I would expect Capote’s works have all ready been compared to Lee’s.
This is nasty. The two had a common theme: the deep south. But beyond that they are very different writers. I feel for Lee who is having to go through this in her extreme old age. Who convinced this nice lady to do this? This wouldn’t have happened if her sister was still alive. I’ve visited Monroeville many times and she’s revered in that town.
Could a little drama queen like Capote have kept silent while someone else won awards to his ghostwriting? Not for a single day, much less decades.
I doubt it, but if the movies were any indication, she was a lot more up on the details of the murders and better suited to be a crime writer than he was.
In the movies Philip Seymour Hoffman or Toby Jones seemed more concerned with freaking out the Kansas locals than with getting the facts straight.
Harper Lee probably left some kind of mark on Blood and it wouldn't be surprising if Capote influenced Mockingbird and given Lee notes.
The better question is... Did Harper Lee write In Cold Blood?

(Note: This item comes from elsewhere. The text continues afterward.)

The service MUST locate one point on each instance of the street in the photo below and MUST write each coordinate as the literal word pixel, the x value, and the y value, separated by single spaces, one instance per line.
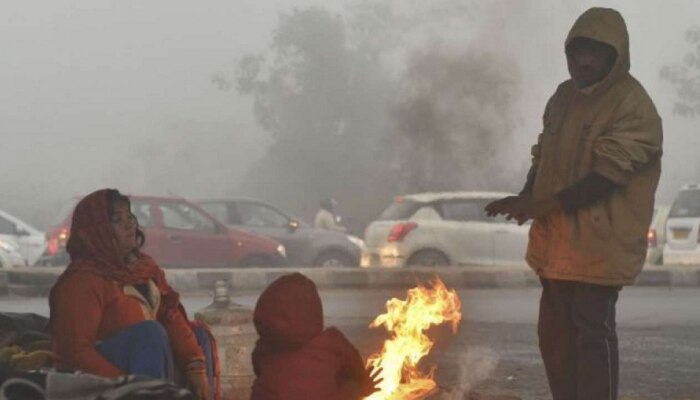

"This is not great literature, and I avoid teaching it at all costs. It's not even good reading. The characters are black and white two-dimensional cardboard cutouts. The rednecks are evil, the blacks are victims, and the self-righteous Atticus is too good to be true. There is nothing here to examine or explore. Critical thinking skills can be checked at the door. Moreover, if the lack of complexity and verisimilitude doesn't stick in your craw, then the insipid narration of the androgynous Scout will. This novel is popular due, in part, to the fact that the reader can feel morally superior to white trailer trash as he identifies with the demigod, Atticus. Shakespeare, the consummate craftsman of characterization, understood that even the evil (save Iago) have some redeeming qualities, and the good flaws. To Kill a Mockingbird is about as deep as a rain puddle."
The same person wrote both books. That person was not Truman Capote. The styles are not the same at all.
Since Harper Lee’s editor worked with her, it is safe to say that she wrote both books.
It is clear from the books and from the editor that the books were written in the order and manner reported.
Mockingbird is a much more polished book. Watchman drags on in parts.
The most fascinating thing is that for 55 years, Harper Lee and a few others have known that Mr. Finch was not the person that Scout tries to make him.
Why would the Soviets publish translations of Harper Lee and "The Grapes of Wrath", for that matter, and have their school children read them?
Read about socrealist art and how these works fit into the Party's template, and fit, I might add, perfectly!